After a while they started to talk about his book, he explained that “it is printed on lovely paper, expensive stuff and it’s a proper book, not like those horrible kindle things.”

A “proper” book.

Those words I hate. 

A “proper” book.

He’d just walked into my cab, looked at me, shook his head and said “My book is better than your book.” Which, as I explained earlier, is akin to walking up to me and pointing at my son and saying “He’s a bit gozzy isn’t he?” (I haven’t got kids, but I’m guessing this would seriously p**s me off, even if my kid was gozzy, I wouldn’t want it pointing out).

The author on the radio then proceeded to explain how much he disliked kindles, about how they were killing small bookshops and how they were the end of quality literature and life as we know it (I might have made the last bit up).

By this point I was seething, I no longer cared if the guy in the back threw up, I just wanted to scream at the radio and not just because he’d called my son gozzy (even I’m getting confused now).

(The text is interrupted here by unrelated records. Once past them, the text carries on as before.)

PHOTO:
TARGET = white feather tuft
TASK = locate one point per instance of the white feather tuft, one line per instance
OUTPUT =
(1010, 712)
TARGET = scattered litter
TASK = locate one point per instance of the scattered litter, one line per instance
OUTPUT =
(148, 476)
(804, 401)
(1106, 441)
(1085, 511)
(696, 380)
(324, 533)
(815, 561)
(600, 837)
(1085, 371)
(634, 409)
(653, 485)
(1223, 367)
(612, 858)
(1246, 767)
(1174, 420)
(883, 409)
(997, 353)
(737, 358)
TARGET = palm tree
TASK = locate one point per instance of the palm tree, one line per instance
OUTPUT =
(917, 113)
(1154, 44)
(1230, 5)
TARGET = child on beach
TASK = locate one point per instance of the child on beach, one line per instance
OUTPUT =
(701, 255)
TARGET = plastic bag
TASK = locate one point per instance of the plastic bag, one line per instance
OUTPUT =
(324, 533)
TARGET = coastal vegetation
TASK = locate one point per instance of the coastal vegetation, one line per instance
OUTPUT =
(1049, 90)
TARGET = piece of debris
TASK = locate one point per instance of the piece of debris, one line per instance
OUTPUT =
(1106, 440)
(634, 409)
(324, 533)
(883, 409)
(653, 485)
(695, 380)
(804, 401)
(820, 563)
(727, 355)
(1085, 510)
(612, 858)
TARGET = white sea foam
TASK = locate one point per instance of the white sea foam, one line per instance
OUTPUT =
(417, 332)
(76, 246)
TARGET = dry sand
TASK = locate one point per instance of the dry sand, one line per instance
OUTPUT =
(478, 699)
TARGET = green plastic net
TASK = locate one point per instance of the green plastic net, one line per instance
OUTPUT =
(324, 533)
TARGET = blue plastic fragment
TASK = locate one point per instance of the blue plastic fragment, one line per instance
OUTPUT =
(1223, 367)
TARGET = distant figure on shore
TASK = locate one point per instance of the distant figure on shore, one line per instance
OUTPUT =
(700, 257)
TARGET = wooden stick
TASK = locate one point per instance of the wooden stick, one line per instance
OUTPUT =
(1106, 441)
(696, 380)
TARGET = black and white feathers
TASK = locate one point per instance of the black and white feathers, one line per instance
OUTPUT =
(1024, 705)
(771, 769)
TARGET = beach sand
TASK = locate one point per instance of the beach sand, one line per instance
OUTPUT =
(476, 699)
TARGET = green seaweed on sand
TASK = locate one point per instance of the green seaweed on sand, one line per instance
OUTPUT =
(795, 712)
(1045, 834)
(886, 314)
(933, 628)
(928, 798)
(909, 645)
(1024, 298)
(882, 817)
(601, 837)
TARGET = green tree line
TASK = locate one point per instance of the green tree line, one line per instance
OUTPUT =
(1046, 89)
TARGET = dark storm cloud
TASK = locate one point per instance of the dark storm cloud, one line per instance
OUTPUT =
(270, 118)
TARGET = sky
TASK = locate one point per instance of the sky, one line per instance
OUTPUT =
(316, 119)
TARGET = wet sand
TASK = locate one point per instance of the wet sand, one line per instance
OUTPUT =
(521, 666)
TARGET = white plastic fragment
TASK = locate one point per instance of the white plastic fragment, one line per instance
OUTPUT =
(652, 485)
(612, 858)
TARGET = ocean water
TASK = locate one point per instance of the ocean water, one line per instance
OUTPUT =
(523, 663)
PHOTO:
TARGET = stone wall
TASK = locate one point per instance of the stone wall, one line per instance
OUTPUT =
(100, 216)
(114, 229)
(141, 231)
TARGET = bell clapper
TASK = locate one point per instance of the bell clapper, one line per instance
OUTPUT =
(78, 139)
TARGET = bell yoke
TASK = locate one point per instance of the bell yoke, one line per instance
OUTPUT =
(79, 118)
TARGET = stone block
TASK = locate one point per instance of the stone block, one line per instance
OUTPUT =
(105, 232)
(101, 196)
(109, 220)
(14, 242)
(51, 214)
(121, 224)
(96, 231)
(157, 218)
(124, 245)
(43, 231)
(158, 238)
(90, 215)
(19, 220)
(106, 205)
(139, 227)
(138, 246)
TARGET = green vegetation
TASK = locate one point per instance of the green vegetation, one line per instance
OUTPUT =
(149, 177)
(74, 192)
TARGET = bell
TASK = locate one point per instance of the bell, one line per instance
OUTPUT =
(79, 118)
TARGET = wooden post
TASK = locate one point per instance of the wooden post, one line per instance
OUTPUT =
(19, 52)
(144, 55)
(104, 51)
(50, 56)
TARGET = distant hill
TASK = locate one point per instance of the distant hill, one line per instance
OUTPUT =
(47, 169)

I was angry because he was using the same old rant that independent bookshops use about eBooks and Amazon over and over again... they’re killing local bookshops.

It isn’t. There I’ve said it; the kindle isn’t killing local bookshops. 

The publishing industry is killing local bookshops, Amazon is just part of that industry and I’ll be honest, I quite like it.

Last year I had a meeting with a local publisher who offered to publish my book, we sat in his office, surrounded by boxes of books on two leather couches and he shook my hand and said,

“Let’s make a book together.”

 I came out of that office and did a little jump of joy. I actually jumped into the air because I was that happy.

At the next meeting he told me he’d done the figures and estimated I’d be earning about fifty pence for every book sold, I must have pulled a face because he went on to tell me that he would be the one doing all the work and I sort of nodded and felt a bit daft for doing the jump of joy the week before.

It was only on the way home that I thought “Hang on. He’s not doing all the work, he’s doing some of it, but I’ll be the one trekking around book shops trying to flog it, I’ll be the one writing blogs about it, arranging interviews, paying for petrol, sneakily sliding it to the front of displays when the staff aren’t looking. But most of all... I’m the one who bleedin’ wrote it! The shop will make more money than me; the publisher is making more money than me; why am I the one who is making the least money?”

When I mentioned this to the publisher he huffed and puffed and threatened to pull the plug. So I saved him the bother and did it myself.

I’m daft that way.

I could bore you with figures here so I’ll not, suffice to say, if I sell a book on Amazon for the kindle I make a lot more money, and the person who is buying it pays a lot less.

Had someone said that to me a few years ago I would have accused them of witchcraft and thrown them in a pond. 

But it is true, I make more and you pay less. 

And that, I’m afraid, is what local bookshops large and small are going to have to come to terms with. The market has changed and adapted and they will have to change and adapt or die.

It’s no good chucking in a few wicker chairs and a coffee pot, if you are charging £10.95 for a book someone can get off Amazon for £4.00 you are going to end up with a lot of stale coffee.

The world is changing into the World Wide Web. And it’s no good being snotty about “lovely paper and proper books”, it’s time to hop off the tram and get on the bus because this is a real revolution and the workers, i.e. the writers, are fighting back.

This month it was announced that eBook sales have overtaken “real” book sales for the first time, a few flakes of snow have become an avalanche and people are reading and discovering new authors.

Granted, a lot of it maybe fifty shades of sh** but it proves my point, the publishing world has changed and the writers of the world have a platform on which to unite.

When the dust settles I hope there is a place for independent bookshops, especially for the little one my friend sent me the link about; I don’t want to see anyone lose their job.       
    
All I want is to be paid a fair wage for doing mine.